Short term painkiller use can trigger long term pain – report
A breakthrough study from the University of Colorado has found another likely danger lurking in opioids. When used as a short term painkiller, opioids like morphine can double the duration of chronic pain.
Opioid abuse in the US was labelled an epidemic by the White House in February, but that was before researchers learned of the “cascade of reactions” triggered by painkiller use.
Researchers found that the use of morphine actually intensified pain signals traveling from the damaged area to the spinal cord, prompting nerve cells to go into overdrive, which led to prolonged pain.
Researcher Peter Grace wrote in the study that this could have “far-reaching implications for humans,” especially with opioid abuse on the rise. The CDC reported that deaths related to pain medication hit 28,648 in the US in 2014.
The study, published in the “Proceedings of the National Academy of Sciences” on Monday, details how researchers found that the nerve cells of rats with nerve damage sent signals to the spinal cord that put the response cells into “alert mode.”
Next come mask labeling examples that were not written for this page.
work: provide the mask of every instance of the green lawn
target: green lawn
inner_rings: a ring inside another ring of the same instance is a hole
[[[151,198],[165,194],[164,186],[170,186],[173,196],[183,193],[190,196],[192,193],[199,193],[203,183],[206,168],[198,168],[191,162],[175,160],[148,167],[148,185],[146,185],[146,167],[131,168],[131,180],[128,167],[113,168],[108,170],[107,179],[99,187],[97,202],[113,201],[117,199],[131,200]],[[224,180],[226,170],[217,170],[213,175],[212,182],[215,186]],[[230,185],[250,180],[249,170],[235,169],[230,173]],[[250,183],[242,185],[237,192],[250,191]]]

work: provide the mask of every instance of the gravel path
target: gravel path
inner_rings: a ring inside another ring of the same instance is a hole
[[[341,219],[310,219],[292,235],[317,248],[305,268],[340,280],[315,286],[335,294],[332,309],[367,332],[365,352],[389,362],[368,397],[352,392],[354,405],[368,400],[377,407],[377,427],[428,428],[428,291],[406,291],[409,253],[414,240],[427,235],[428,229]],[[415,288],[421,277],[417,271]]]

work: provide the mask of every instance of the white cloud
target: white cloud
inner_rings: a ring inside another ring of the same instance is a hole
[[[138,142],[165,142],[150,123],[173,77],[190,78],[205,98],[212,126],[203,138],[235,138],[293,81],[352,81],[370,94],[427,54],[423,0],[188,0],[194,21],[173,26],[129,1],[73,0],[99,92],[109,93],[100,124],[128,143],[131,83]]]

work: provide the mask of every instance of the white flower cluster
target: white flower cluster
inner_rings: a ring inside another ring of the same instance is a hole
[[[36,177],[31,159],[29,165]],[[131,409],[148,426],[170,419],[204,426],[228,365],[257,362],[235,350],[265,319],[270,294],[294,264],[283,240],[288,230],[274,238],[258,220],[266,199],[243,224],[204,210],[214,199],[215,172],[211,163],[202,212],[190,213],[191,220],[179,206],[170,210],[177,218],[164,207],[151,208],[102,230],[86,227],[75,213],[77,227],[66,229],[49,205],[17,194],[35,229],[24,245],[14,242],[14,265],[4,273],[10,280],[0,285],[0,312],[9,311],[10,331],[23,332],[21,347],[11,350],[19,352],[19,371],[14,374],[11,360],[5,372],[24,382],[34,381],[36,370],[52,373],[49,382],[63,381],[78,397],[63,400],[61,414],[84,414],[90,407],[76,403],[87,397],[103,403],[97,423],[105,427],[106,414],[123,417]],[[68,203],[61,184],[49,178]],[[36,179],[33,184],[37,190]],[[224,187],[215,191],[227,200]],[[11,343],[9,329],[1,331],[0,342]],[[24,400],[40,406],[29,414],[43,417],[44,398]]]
When the nerve injury was treated with morphine, the nerve cells then went into overdrive, and pain-responsive nerves increased their activity in the brain and spine, leading to longer durations of pain.
“The implications for people taking opioids like morphine, oxycodone and methadone are great; since we show the short-term decision to take such opioids can have devastating consequences of making pain worse and longer lasting,” Linda Watkins, a professor at University of Colorado Boulder and a co-author of the study, told the Denver Post.